The Facebook group is Johnson’s attempt at correcting what he called a “patchwork of chaos” in the US vaccine distribution plan.
Biden has an ambitious goal of administering “100 million vaccines in 100 days.” Whether he’ll succeed has yet to be seen, considering he’s been in office for less than a month. Some health officials believe his goal is too modest as Covid-19 cases continue to climb unimpeded.
The ethical conundrum of vaccine hunting
Because the vaccine is in such high demand and so difficult to actually get — including for people who are eligible to receive their vaccine — there’s a feeling of injustice when otherwise healthy people get it, even if they aren’t technically stealing doses from people who need them, said Melissa Goldstein, an associate professor at George Washington University’s Milken Institute School of Public Health.
“There’s this sense of unfairness, although we can’t necessarily explain why,” Goldstein, who studies bioethics, told CNN.
And that situation is different still than that of the “entrepreneurial” vaccine searchers, like Medina and Johnson, who seek out the leftover doses.
“Can we say that entrepreneurialism is an absolute wrong?” Goldstein said. “It’s difficult, because we do have a capitalist and merit-based system. We encourage people to network, be scrappy, persistent, determined in getting what they want.”
There’s privilege, too, in having the time and resources to spend hours scouring for leftover doses, Goldstein said. If only the people who can afford it are able to get vaccinated early, disparities in the rate of who’s getting vaccinated will only become more severe.
Johnson said some members of the Facebook group have even crossed state lines to get vaccinated.
It’s not an ideal solution, he said. But when “motivated people” are willing to get vaccinated, even if it’s not at the time they were designated by their state, Johnson said he thinks they should do it.
“I am all for getting vaccines into arms and not letting them sit,” he said.

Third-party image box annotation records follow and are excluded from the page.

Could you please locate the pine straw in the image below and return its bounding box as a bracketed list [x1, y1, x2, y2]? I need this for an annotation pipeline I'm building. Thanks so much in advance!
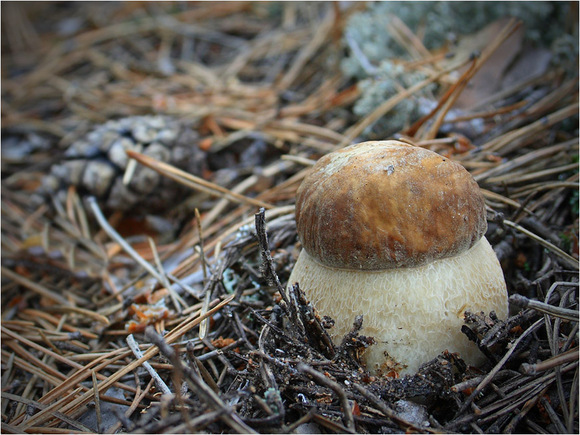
[2, 2, 578, 433]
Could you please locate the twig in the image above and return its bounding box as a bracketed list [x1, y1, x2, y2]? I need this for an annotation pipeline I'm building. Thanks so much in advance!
[503, 219, 579, 270]
[1, 266, 72, 307]
[457, 318, 544, 415]
[509, 292, 579, 322]
[296, 363, 355, 433]
[127, 150, 274, 208]
[126, 334, 173, 394]
[520, 347, 578, 375]
[255, 208, 290, 309]
[145, 326, 256, 433]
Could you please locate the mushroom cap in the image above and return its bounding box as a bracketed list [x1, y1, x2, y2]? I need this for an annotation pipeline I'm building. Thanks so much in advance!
[296, 140, 487, 270]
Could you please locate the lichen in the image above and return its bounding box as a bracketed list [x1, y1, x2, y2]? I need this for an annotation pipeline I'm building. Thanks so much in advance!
[341, 1, 578, 139]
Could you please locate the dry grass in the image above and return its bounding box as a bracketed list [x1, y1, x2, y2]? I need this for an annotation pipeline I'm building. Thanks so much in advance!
[2, 2, 578, 433]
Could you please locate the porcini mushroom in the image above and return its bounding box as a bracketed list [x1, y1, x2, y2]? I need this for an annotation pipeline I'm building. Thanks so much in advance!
[289, 141, 508, 374]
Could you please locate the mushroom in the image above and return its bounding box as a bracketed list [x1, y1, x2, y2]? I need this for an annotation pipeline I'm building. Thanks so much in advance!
[289, 140, 508, 374]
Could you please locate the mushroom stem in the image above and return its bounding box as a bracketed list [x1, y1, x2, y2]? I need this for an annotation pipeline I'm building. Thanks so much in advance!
[289, 237, 508, 374]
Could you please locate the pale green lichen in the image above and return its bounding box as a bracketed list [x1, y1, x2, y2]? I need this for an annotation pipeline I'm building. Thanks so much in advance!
[341, 2, 578, 139]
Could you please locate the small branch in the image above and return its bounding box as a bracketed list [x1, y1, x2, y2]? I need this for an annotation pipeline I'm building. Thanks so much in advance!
[520, 347, 578, 375]
[297, 363, 356, 433]
[126, 334, 173, 394]
[255, 208, 290, 307]
[509, 292, 579, 322]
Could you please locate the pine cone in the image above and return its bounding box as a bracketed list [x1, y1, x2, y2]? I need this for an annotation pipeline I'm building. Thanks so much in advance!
[43, 116, 206, 213]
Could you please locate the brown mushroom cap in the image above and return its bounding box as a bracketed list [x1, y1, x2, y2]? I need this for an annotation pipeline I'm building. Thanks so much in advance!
[296, 141, 487, 270]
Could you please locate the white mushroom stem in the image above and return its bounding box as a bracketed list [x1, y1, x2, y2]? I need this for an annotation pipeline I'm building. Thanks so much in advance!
[289, 237, 508, 374]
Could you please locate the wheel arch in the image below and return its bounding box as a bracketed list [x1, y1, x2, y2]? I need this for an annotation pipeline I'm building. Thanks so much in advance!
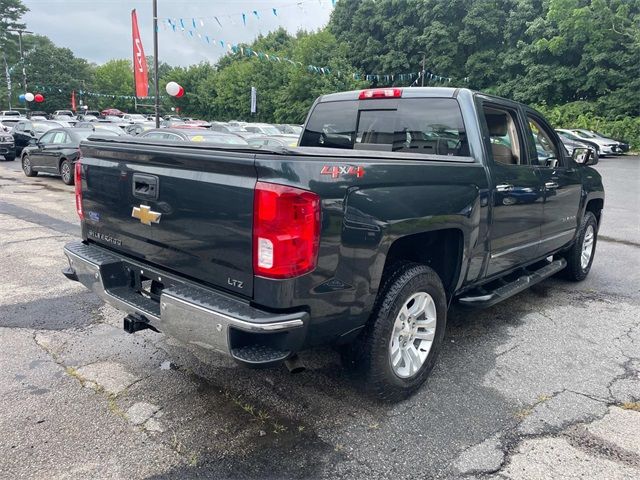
[382, 227, 465, 298]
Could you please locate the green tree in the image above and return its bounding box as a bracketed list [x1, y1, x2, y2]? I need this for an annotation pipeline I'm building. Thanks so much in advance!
[92, 59, 135, 111]
[0, 0, 29, 47]
[25, 35, 93, 111]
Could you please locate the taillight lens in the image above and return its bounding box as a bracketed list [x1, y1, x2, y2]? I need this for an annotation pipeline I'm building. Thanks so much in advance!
[74, 159, 84, 220]
[253, 182, 320, 278]
[358, 88, 402, 100]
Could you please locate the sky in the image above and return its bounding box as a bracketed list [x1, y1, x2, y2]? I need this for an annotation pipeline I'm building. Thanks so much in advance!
[22, 0, 333, 66]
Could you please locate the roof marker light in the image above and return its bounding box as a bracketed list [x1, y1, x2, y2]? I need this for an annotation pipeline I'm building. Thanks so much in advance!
[358, 88, 402, 100]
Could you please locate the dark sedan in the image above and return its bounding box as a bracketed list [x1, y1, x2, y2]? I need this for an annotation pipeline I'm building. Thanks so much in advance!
[0, 129, 16, 162]
[138, 128, 248, 146]
[22, 128, 116, 185]
[11, 120, 62, 156]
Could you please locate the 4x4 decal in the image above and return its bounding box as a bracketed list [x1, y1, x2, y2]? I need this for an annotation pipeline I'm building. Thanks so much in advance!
[320, 165, 364, 178]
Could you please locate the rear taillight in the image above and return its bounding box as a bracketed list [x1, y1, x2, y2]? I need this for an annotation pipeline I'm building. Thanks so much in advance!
[253, 182, 320, 278]
[74, 159, 84, 220]
[358, 88, 402, 100]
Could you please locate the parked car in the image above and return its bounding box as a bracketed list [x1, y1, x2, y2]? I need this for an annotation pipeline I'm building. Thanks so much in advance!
[27, 110, 49, 120]
[556, 130, 598, 157]
[0, 130, 16, 162]
[64, 87, 604, 400]
[100, 108, 124, 117]
[556, 128, 602, 157]
[246, 135, 298, 148]
[138, 128, 248, 146]
[75, 122, 126, 135]
[76, 113, 100, 122]
[160, 118, 184, 128]
[124, 120, 156, 135]
[274, 123, 302, 136]
[51, 110, 75, 120]
[11, 120, 62, 156]
[559, 128, 619, 157]
[22, 128, 116, 185]
[0, 110, 22, 117]
[51, 114, 78, 127]
[0, 116, 24, 132]
[122, 113, 147, 123]
[244, 123, 282, 135]
[578, 128, 629, 155]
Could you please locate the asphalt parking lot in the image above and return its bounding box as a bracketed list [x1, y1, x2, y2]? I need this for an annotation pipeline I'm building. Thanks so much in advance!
[0, 156, 640, 479]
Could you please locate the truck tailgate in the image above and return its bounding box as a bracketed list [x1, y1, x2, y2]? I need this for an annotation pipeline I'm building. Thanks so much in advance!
[81, 141, 256, 297]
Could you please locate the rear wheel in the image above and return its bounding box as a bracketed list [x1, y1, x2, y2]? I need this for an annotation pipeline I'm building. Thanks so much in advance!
[562, 212, 598, 282]
[22, 154, 38, 177]
[60, 160, 74, 185]
[343, 263, 447, 401]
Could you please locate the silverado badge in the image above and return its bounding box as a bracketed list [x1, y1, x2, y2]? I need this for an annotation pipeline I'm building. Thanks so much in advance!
[131, 205, 162, 225]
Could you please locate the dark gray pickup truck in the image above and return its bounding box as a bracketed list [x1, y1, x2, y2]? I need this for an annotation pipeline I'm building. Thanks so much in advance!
[65, 88, 604, 400]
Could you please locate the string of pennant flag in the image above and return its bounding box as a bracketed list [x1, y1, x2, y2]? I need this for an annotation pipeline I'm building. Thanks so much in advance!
[33, 85, 165, 100]
[163, 0, 336, 31]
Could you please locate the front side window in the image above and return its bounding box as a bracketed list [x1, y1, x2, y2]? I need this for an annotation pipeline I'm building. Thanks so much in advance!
[52, 132, 67, 144]
[483, 106, 525, 165]
[300, 98, 469, 155]
[40, 132, 56, 144]
[527, 115, 561, 166]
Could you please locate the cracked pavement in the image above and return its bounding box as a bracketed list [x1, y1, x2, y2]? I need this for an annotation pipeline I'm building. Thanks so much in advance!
[0, 156, 640, 479]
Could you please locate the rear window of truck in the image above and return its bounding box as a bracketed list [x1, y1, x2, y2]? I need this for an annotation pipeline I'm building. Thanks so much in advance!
[300, 98, 469, 156]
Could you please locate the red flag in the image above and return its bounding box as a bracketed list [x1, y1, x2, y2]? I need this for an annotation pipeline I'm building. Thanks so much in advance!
[131, 9, 149, 97]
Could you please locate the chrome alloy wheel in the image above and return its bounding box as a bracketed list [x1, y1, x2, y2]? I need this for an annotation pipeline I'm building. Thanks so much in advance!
[389, 292, 437, 378]
[580, 225, 595, 270]
[60, 162, 71, 183]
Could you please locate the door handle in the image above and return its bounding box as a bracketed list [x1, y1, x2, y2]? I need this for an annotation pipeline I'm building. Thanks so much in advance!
[496, 183, 513, 193]
[131, 173, 159, 200]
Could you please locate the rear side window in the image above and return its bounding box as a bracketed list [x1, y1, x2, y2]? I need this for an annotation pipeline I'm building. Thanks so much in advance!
[300, 98, 469, 156]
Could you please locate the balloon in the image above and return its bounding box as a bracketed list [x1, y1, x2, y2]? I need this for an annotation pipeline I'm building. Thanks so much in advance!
[166, 82, 182, 97]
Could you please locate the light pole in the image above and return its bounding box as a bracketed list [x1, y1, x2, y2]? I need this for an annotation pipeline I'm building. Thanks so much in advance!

How to make early vaccination equitable
Medina’s vaccine quest played out over three days. She asked CNN not to disclose her location or the pharmacy where she received the vaccine so as not to bombard them with would-be “vaccine hunters.”
There were others like her, spending the better part of the afternoon waiting.
Her second dose is scheduled for late February.
Medina doesn’t have qualms about her decision — she’s working freelance gigs rather than a full-time job, so she was able to spend the time it took to get her shot.
“I’m really in a privileged position like, socioeconomically, in that I can wait all day for this vaccine,” she said. “Those vaccination centers need to do better job and figure out a way to vaccinate the communities they’re meant to be vaccinating.”
There are some methods, Goldstein said, that could make early vaccinations slightly more equitable.
Johnson’s doing his part, too. After weeks of trying to reach the Louisiana Department of Health, he said he finally got through to them. Now, he said, he’s working with state health officials to better coordinate who receives leftover vaccines in the state.
He’s hoping they can create an official vaccine waiting list that prioritizes health care workers, seniors and essential workers.
For now, though, he supports whoever wants to get a vaccine — as long as they don’t actually jump the line.